Louisiana’s congressional delegation were successful in getting exemptions for H2B "returning workers” included in the recently passed $1.3 trillion spending bill that funds the government for the remainder of fiscal year 2018.

"We’ve supported a returning worker exemption for some time and we’re grateful our members of Congress were able to get it in the spending package,” said Jim Simon, manager of the American Sugar Cane League. "We’re hopeful they’ll make a good case with the Secretary of Labor who has the power to actually grant the exemption.”

Simon explained Louisiana’s sugarcane industry suffered from the inability to get critical H2B labor into sugar mills for an early start to last year’s harvest. As a result, milling activities dragged on into mid-January just as a killing freeze was hitting the state. Sugar mills operating in mid-January were able to avoid freeze losses by cooperating with each other to hasten the end of harvest.

"If the mills had been able to get their essential H2B employees in September, harvest could have started and finished earlier,” Simon said. "Louisiana’s delegation understands the pressing need for variances in the H2B program and they’ve done a great job in educating Congress with this concern.”

A returning worker is one who has been employed in the United States within the previous three-year period.
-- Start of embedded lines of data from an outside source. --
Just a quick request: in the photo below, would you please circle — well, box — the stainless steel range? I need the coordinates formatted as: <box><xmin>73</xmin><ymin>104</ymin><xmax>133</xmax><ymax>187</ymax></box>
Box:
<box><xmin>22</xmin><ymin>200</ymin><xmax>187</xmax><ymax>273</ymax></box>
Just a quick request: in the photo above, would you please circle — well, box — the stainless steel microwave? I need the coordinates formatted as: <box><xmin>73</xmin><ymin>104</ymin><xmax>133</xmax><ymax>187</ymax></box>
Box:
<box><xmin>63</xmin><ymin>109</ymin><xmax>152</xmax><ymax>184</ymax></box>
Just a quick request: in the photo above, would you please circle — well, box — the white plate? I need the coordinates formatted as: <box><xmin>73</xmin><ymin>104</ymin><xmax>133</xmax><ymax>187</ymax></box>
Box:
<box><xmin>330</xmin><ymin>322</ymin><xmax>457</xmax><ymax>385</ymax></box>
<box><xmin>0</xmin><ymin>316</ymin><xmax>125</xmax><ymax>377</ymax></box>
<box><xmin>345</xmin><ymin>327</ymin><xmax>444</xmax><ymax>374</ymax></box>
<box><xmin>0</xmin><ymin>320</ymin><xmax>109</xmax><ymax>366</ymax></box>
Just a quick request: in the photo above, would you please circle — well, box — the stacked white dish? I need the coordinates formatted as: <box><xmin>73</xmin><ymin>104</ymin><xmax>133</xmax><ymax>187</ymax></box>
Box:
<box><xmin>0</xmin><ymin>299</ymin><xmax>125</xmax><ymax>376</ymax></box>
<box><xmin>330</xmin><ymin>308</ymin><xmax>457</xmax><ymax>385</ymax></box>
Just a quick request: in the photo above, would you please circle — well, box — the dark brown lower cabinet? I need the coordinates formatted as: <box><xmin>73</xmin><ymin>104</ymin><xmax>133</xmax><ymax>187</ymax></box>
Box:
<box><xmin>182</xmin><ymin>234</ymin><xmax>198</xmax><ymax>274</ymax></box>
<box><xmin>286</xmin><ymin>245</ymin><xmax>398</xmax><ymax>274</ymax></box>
Currently the H2B visa program is capped at 66,000 per year and only 33,000 are allowed into the country during a six-month period, but more than 80,000 H2B visas are requested each year. In addition to sugar mill workers, crawfish and seafood processors, landscapers, and a Ponchatoula candy factory among others are affected by the H2B program. These temporary, seasonal jobs can be offered to legal immigrant workers only after numerous attempts have been made to hire domestic workers.